Perhaps it may turn out a sang,
Perhaps turn out a sermon.

-- R. Burns Epistle to a Young Friend

Monday, February 9, 2015

Practicing Perfection



You therefore must be perfect, as your heavenly Father is perfect.  -- Matthew 5:48


Perfect is a challenge.  The underlying word, though, is one with which Raccoons might be familiar:  τελειο, which comes from τελος – that is, telos, which refers to an end or a goal.  We should not think of degrees of excellence but of fitness.  If you have one lock that you really need to open and you have ten keys on your key ring, the one you want is the perfect one, the τελειο. 

My goal in life is to be the right one when I am needed.  It’s like the familiar parable of the Good Samaritan.  The priest and the Levite who passed by on the other side of the road were concerned with being “perfect” in the sense of being clean and inoffensive – not bad things in themselves.  The Samaritan, on the other hand, was the τελειο for the man who had been beaten and robbed.  We don’t know much about him other than what he did for a stranger.  Jesus did not relate this parable to endorse the Samaritan’s lifestyle or to condemn our efforts to keep ourselves pure and unspotted by worldly thinking and the corruption that accompanies it. 

Perfect may be translated as mature or complete.  Sometimes I think telling someone to be perfect can be a little like telling a small child to “grow up”.  On the other hand, if a man is over twenty-one but still irresponsible, spoiled and self-centered, telling him it is time to grow up is appropriate.  Even a child can act his age.  He can be perfect at that point.  And so may we be perfect. 

Our lock and key analogy, while helpful, is limited.  Our destiny is not static but dynamic and evolving.  Every time our “keyness” fits the situation, the door is opened to a new level of changes and challenges where the old “perfection” is no longer “perfect”.  We are always moving toward the goal of attaining (here’s that verse again)  to the unity of the faith and of the knowledge of the Son of God, to mature manhood, to the measure of the stature of the fullness of Christ (Ephesians 4:13).  

This is the ultimate Telos, the Attractor which draws our history and history in general.  So we are to continue … to grow up in every way into him who is the head, into Christ, from whom the whole body, joined and held together by every joint with which it is equipped, when each part is working properly, makes the body grow so that it builds itself up in love (Ephesians 4:15-16). 

That will be just perfect.

    

2 comments:

Rick said...

Telos? - Sure, I know him; he's a friend of mine.

I have this pep talk I give myself: This is just Present Rick taking care of Future Rick.

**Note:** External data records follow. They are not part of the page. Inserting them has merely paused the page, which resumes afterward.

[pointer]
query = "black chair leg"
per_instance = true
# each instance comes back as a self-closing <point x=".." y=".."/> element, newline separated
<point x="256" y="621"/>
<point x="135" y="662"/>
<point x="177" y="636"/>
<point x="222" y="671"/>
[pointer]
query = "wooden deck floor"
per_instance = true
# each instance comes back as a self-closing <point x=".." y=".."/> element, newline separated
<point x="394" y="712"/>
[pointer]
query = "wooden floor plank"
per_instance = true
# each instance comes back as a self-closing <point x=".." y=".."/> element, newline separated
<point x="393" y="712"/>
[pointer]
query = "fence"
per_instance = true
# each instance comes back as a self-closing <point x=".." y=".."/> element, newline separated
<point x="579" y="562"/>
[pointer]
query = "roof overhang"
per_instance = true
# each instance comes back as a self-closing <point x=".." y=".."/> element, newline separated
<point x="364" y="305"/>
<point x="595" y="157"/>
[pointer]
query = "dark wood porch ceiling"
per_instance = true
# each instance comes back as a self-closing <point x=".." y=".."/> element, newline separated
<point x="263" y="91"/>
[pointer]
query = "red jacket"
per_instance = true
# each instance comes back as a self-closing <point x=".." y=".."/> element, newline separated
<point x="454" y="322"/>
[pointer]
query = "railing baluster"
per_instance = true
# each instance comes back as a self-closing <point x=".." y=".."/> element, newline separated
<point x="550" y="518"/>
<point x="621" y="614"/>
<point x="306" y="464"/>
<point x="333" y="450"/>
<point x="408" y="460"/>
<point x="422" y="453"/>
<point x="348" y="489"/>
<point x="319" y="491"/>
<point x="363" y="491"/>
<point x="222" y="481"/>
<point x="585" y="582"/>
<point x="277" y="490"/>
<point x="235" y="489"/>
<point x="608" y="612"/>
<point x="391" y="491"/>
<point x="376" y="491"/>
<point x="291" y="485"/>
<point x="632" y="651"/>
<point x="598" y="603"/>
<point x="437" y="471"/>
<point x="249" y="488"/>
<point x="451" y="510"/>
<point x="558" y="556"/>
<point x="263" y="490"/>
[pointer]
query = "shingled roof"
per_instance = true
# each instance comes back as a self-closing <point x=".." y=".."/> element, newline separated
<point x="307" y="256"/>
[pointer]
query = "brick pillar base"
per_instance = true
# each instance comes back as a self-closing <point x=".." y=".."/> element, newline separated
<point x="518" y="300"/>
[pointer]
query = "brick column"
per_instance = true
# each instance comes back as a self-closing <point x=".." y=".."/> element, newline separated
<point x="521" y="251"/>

I must make Future Rick a friend of mine, since, sure as rain, I'll be him any minute now.

Who hasn't thought "I was born in the wrong time." Or, "why won't this line of cars stop and let me cross the street?" This is a low opinion of God, no? Those thoughts: I don't mean them that way, but that's what they mean. Don't they?

mushroom said...

That's good. Exactly. We are right where we need to be.